Related: How I resolved some tough Docker problems when i was troubleshooting amazon ECS

3. Create the EKS Cluster

Creating the cluster is a short bit of terraform code below. The aws_eks_cluster resource.

#
# main EKS terraform resource definition
#
resource "aws_eks_cluster" "eks-cluster" {
  name = "${var.cluster-name}"

  role_arn = "${aws_iam_role.demo-cluster.arn}"

  vpc_config {
    subnet_ids = ["${module.eks-vpc.public_subnets}"]
  }
}

output "endpoint" {
  value = "${aws_eks_cluster.eks-cluster.endpoint}"
}

output "kubeconfig-certificate-authority-data" {
  value = "${aws_eks_cluster.eks-cluster.certificate_authority.0.data}"
}

Related: Is Amazon too big to fail?

4. Install & configure kubectl

The AWS docs are pretty good on this point.

First you need to install the client on your local desktop. For me i used brew install, the mac osx package manager. You’ll also need the heptio-authenticator-aws binary. Again refer to the aws docs for help on this.

The main piece you will add is a directory (~/.kube) and edit this file ~/.kube/config as follows:

apiVersion: v1
clusters:
- cluster:
    server: https://3A3C22EEF7477792E917CB0118DD3X22.yl4.us-east-1.eks.amazonaws.com
    certificate-authority-data: "a-really-really-long-string-of-characters"
  name: kubernetes
contexts:
- context:
    cluster: kubernetes
    user: aws
  name: aws
current-context: aws
kind: Config
preferences: {}
users:
- name: aws
  user:
    exec:
      apiVersion: client.authentication.k8s.io/v1alpha1
      command: heptio-authenticator-aws
      args:
        - "token"
        - "-i"
        - "sean-eks"
      #  - "-r"
      #  - "arn:aws:iam::12345678901:role/sean-eks-role"
      #env:
      #  - name: AWS_PROFILE
      #    value: "seancli"%  

Related: Is AWS too complex for small dev teams?

5. Spinup the worker nodes

This is definitely the largest file in your terraform EKS code. Let me walk you through it a bit.

First we attach some policies to our role.

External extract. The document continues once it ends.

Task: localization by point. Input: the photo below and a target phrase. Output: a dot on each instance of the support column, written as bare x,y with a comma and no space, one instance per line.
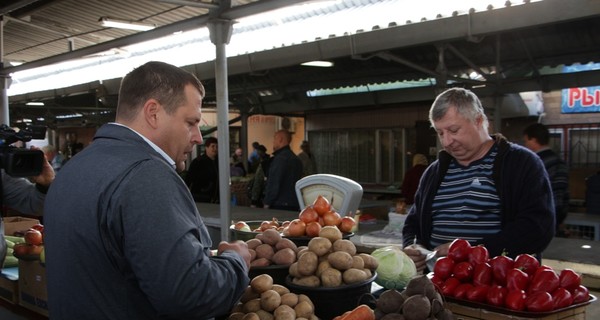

These are all essential to EKS. They’re predefined but you need to group them together.

Then you need to create a security group for your worker nodes. Notice this also has the special kubernetes tag added. Be sure that it there or you’ll have problems.

Then we add some additional ingress rules, which allow workers & the control plane of kubernetes all to communicate with eachother.

Next you’ll see some serious user-data code. This handles all the startup action, on the worker node instances. Notice we reference some variables here, so be sure those are defined.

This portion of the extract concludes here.